The ever inconsistent Paul Haggis. I know some people loved Crash, for which he won an Academy Award, but his best stuff to me has been when he's solely on the scripting side. Million Dollar Baby, The Last Kiss, Letters from Iwo Jima, Casino Royale. I'll put all of those over Crash and In the Valley of Elah anyday. His latest dual effort was the idiotic The Next Three Days, which was saved only by a sterling two-minute cameo by Liam Neeson.

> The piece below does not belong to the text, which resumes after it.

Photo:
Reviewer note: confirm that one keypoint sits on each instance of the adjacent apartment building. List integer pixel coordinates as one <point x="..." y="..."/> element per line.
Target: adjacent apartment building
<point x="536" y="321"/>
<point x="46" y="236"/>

Haggis is said to be developing an adaptation of 1980s TV series, The Equalizer, but it looks like he'll be taking on the world of secret agents before that. 24 Frames reports that Haggis is in talks to write and maybe direct an adaptation of Daniel Silva's spy series about ex-Mossad agent Gabriel Allon. Allon led a mission to exact revenge on the terrorists responsbile for the Munich Massacre, in which several Israeli athletes were murdered during the 1972 Olympics. In response, his own family was killed, and Allon went into retirement. A decade later he is drawn back into the action.
Universal is eyeing this as a possible franchise, so they may choose to adapt The Kill Artist, Silva's 2002 book and the first in the Allon series. That story has him coming out of his self imposed exile in order to lead an assassination mission.
I actually like Haggis for the most part. Just not his tendency to take great ideas and over explain them as if his audience are morons.